Gazete Vatan Logo

'Doktor maaşı kadar ücret ödüyorum'

'Doktor maaşı kadar ücret ödüyorum'

Rahatsızlanan bakıcısını devlet hastanesine götürdüğü için eleştirilen Tuba Ünsal kendini savundu.

Tuba Ünsal'ın kızı Sare'nin bakıcısı geçtiğimiz günlerde aniden rahatsızlanmış, bakıcıyı Okmeydanı Devlet Hastanesi'ne götüren Ünsal karşılaştığı manzaranın fotoğraflarını Instagram aracılığı ile takipçileriyle paylaşmıştı.
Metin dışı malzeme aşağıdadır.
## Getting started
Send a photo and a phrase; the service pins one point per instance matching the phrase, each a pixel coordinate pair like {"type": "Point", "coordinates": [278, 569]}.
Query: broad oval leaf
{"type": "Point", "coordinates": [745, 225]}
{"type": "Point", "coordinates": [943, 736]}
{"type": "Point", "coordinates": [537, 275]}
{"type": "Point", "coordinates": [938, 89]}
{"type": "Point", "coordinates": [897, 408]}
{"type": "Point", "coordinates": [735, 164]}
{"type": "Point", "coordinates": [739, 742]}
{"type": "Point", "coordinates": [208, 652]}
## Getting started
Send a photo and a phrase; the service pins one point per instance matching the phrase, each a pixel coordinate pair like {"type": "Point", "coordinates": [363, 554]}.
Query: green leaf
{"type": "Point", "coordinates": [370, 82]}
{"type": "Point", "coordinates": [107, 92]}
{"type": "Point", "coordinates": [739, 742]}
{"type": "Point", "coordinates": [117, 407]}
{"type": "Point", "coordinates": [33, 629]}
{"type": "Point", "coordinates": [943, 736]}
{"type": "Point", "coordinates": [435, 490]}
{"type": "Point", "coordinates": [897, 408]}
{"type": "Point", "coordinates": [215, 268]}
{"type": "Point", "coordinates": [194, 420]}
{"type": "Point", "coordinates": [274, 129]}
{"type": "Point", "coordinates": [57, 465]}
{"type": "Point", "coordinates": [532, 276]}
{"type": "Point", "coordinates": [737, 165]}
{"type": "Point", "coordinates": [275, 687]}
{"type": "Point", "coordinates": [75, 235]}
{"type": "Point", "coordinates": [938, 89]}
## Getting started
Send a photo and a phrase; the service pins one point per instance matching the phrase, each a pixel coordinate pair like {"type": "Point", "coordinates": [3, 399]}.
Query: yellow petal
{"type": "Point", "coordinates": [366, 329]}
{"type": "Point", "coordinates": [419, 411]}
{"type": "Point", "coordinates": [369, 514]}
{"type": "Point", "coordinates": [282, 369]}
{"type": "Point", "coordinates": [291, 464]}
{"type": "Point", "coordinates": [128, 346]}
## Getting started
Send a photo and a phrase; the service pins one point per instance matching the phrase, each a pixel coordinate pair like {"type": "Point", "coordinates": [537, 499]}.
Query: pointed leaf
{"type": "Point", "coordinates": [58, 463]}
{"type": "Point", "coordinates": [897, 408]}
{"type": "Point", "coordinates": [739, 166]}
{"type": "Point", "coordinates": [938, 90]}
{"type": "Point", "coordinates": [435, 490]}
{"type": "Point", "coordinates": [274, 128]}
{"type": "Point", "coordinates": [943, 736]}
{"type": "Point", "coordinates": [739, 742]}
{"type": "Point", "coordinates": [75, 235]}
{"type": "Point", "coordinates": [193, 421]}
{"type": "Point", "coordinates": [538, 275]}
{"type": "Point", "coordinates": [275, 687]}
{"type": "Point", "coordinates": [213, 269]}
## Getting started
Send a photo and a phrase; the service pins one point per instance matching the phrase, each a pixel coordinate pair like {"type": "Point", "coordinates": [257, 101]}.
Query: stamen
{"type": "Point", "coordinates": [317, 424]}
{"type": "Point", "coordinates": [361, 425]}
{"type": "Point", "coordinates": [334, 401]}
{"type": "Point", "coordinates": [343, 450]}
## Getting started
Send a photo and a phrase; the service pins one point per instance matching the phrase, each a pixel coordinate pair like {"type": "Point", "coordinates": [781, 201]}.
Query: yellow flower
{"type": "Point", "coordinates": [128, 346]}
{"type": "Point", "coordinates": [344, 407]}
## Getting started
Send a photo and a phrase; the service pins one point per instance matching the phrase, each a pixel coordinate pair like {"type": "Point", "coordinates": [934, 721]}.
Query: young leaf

Bu paylaşımların ardından takipçileri tarafından "Neden bakıcınızı özel değilde devlet hastanesine götürdünüz" sözleriyle eleştirilen Ünsal, kendisini attığı tweet ile savundu.
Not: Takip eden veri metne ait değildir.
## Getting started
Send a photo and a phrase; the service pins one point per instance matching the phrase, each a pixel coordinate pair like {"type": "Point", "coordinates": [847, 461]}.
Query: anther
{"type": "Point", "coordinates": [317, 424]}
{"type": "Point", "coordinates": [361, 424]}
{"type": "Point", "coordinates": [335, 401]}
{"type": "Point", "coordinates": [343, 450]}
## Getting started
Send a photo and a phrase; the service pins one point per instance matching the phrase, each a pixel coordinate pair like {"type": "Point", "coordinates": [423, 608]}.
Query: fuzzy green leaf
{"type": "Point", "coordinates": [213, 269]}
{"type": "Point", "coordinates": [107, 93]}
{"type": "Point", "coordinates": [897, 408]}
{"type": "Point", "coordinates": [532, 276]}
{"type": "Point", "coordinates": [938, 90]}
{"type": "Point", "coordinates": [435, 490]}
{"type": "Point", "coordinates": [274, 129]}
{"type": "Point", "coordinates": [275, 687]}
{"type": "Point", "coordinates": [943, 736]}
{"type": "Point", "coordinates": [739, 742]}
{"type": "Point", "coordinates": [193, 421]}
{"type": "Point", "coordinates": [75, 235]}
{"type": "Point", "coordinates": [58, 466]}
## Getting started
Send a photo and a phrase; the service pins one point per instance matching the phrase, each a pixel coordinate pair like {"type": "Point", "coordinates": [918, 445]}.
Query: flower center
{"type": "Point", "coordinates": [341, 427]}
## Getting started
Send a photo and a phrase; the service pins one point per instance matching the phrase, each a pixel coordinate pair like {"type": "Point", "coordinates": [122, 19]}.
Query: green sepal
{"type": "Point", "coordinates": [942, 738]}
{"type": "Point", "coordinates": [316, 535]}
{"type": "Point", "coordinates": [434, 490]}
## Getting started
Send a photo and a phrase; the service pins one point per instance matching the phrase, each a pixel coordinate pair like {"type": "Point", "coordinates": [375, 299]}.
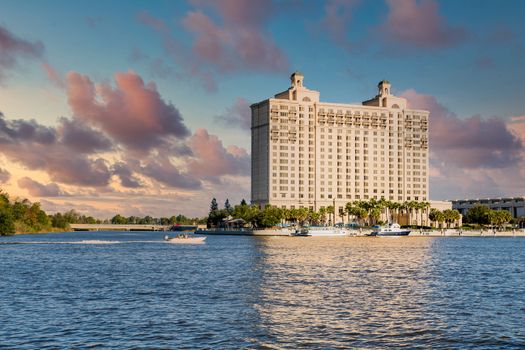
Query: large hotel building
{"type": "Point", "coordinates": [313, 154]}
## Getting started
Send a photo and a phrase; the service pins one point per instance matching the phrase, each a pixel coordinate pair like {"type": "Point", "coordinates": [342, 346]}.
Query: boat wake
{"type": "Point", "coordinates": [83, 242]}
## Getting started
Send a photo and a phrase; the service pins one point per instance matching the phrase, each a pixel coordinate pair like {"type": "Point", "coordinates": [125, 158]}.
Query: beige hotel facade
{"type": "Point", "coordinates": [313, 154]}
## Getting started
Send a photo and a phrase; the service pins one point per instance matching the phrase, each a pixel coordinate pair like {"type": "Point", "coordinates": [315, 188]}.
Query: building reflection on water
{"type": "Point", "coordinates": [331, 292]}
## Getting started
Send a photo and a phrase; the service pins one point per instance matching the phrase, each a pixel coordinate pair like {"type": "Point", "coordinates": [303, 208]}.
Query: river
{"type": "Point", "coordinates": [132, 290]}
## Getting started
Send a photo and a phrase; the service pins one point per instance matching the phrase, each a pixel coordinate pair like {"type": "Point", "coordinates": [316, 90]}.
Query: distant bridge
{"type": "Point", "coordinates": [111, 227]}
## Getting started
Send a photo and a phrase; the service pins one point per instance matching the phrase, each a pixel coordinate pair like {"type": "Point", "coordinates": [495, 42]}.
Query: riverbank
{"type": "Point", "coordinates": [366, 232]}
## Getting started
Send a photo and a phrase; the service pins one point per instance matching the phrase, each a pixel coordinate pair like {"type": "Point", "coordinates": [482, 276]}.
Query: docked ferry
{"type": "Point", "coordinates": [390, 230]}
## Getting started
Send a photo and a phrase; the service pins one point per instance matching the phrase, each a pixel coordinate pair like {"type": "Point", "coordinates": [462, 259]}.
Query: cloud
{"type": "Point", "coordinates": [418, 24]}
{"type": "Point", "coordinates": [133, 113]}
{"type": "Point", "coordinates": [229, 36]}
{"type": "Point", "coordinates": [125, 175]}
{"type": "Point", "coordinates": [472, 142]}
{"type": "Point", "coordinates": [241, 42]}
{"type": "Point", "coordinates": [39, 147]}
{"type": "Point", "coordinates": [80, 137]}
{"type": "Point", "coordinates": [36, 189]}
{"type": "Point", "coordinates": [4, 175]}
{"type": "Point", "coordinates": [54, 76]}
{"type": "Point", "coordinates": [337, 15]}
{"type": "Point", "coordinates": [13, 48]}
{"type": "Point", "coordinates": [238, 115]}
{"type": "Point", "coordinates": [161, 169]}
{"type": "Point", "coordinates": [472, 157]}
{"type": "Point", "coordinates": [211, 160]}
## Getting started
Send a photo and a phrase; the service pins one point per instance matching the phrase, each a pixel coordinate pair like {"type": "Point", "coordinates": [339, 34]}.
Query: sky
{"type": "Point", "coordinates": [142, 107]}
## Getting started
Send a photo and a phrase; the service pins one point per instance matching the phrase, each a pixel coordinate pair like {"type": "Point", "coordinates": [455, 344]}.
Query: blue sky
{"type": "Point", "coordinates": [461, 59]}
Ünsal sayfasına "Arkadaşlar mesele dadıyı neden özele götürmedin meselesi değil. Onu açıkladık. Ambulansın tercihi. Ha bilmenizde fayda var ben çalışanıma, kızımı emanet ettiğim evin annesi olmuş kadına rahat olun doktor maaşı kadar ücret ödüyorum. Bunu yakın çevrem bilir.. Hem de kendi takdirimle..." notunu düştü.
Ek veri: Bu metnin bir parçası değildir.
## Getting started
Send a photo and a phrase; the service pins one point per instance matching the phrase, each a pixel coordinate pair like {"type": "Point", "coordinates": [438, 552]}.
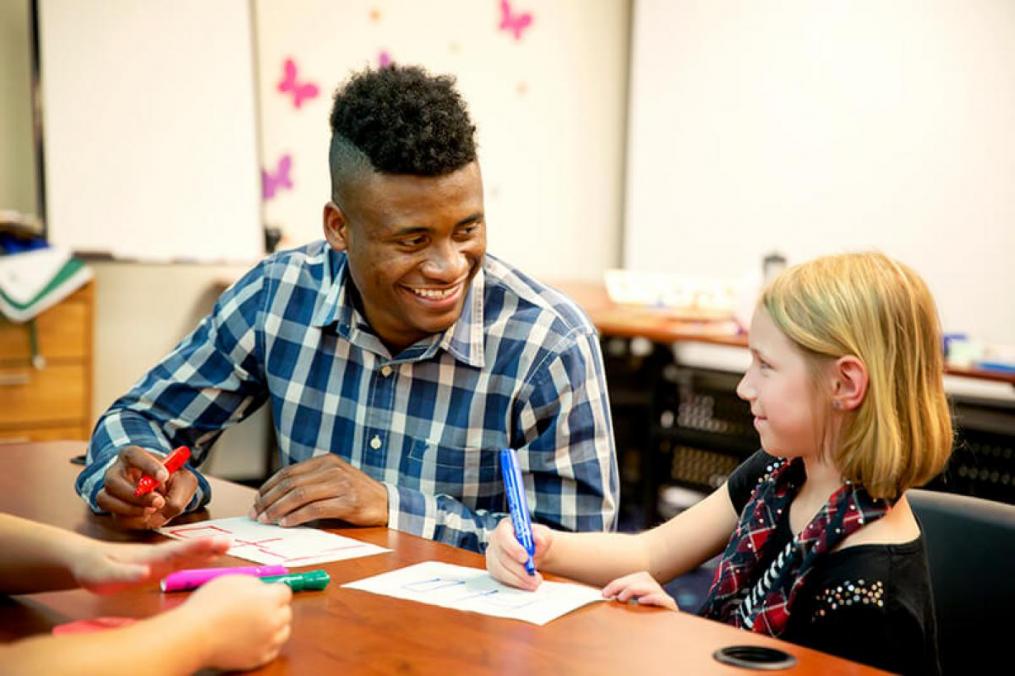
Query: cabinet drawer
{"type": "Point", "coordinates": [62, 332]}
{"type": "Point", "coordinates": [30, 397]}
{"type": "Point", "coordinates": [60, 433]}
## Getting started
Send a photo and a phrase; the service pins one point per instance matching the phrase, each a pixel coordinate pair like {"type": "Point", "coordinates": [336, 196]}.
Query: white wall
{"type": "Point", "coordinates": [549, 110]}
{"type": "Point", "coordinates": [17, 164]}
{"type": "Point", "coordinates": [817, 127]}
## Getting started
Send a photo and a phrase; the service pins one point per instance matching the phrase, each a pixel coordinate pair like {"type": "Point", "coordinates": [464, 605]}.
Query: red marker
{"type": "Point", "coordinates": [173, 462]}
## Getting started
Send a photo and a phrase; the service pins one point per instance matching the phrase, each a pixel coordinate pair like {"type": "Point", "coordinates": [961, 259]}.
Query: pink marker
{"type": "Point", "coordinates": [183, 581]}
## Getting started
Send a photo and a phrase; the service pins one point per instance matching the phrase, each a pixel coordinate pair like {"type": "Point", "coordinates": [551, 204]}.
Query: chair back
{"type": "Point", "coordinates": [970, 548]}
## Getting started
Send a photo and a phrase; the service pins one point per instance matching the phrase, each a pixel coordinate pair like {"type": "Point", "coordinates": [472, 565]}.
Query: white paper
{"type": "Point", "coordinates": [474, 590]}
{"type": "Point", "coordinates": [291, 547]}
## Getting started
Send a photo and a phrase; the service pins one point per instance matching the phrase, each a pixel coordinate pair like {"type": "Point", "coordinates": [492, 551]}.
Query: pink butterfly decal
{"type": "Point", "coordinates": [516, 22]}
{"type": "Point", "coordinates": [272, 182]}
{"type": "Point", "coordinates": [299, 90]}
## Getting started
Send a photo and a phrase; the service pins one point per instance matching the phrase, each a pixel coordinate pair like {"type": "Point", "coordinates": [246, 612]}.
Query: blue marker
{"type": "Point", "coordinates": [517, 505]}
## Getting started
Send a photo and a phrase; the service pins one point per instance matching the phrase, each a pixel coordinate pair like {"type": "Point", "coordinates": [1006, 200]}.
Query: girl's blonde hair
{"type": "Point", "coordinates": [880, 311]}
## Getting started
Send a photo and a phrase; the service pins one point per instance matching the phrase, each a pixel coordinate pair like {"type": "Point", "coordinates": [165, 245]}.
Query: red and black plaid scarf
{"type": "Point", "coordinates": [745, 596]}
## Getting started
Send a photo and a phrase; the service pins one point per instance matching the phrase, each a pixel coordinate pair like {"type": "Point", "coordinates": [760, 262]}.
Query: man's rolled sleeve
{"type": "Point", "coordinates": [210, 381]}
{"type": "Point", "coordinates": [568, 461]}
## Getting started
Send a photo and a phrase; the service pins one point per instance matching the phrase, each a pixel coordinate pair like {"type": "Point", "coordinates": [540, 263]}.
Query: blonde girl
{"type": "Point", "coordinates": [818, 543]}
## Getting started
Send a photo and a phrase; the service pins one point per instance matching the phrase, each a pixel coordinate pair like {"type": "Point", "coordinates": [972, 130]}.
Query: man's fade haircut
{"type": "Point", "coordinates": [399, 120]}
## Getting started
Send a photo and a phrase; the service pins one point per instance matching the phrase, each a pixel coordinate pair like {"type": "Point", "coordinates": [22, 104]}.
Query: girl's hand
{"type": "Point", "coordinates": [244, 621]}
{"type": "Point", "coordinates": [505, 557]}
{"type": "Point", "coordinates": [643, 588]}
{"type": "Point", "coordinates": [106, 567]}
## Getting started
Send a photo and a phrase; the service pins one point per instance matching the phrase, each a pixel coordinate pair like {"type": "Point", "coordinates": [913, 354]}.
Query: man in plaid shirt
{"type": "Point", "coordinates": [397, 356]}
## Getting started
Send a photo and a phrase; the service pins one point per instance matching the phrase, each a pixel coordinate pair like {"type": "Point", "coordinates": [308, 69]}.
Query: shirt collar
{"type": "Point", "coordinates": [464, 339]}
Devlet hastanesinde bir gece yarısı!..

VATAN yazarı ve ünlü oyuncu Tuba Ünsal, kızının bakıcısı fenalaşınca, gece yarısı Okmeydanı Devlet Hastanesi’ne götürdü. Yaşadıklarını Twitter’dan paylaşınca Sağlık Bakanlığı harekete geçti. İşte Tuba Ünsal’ın kaleminden o gece...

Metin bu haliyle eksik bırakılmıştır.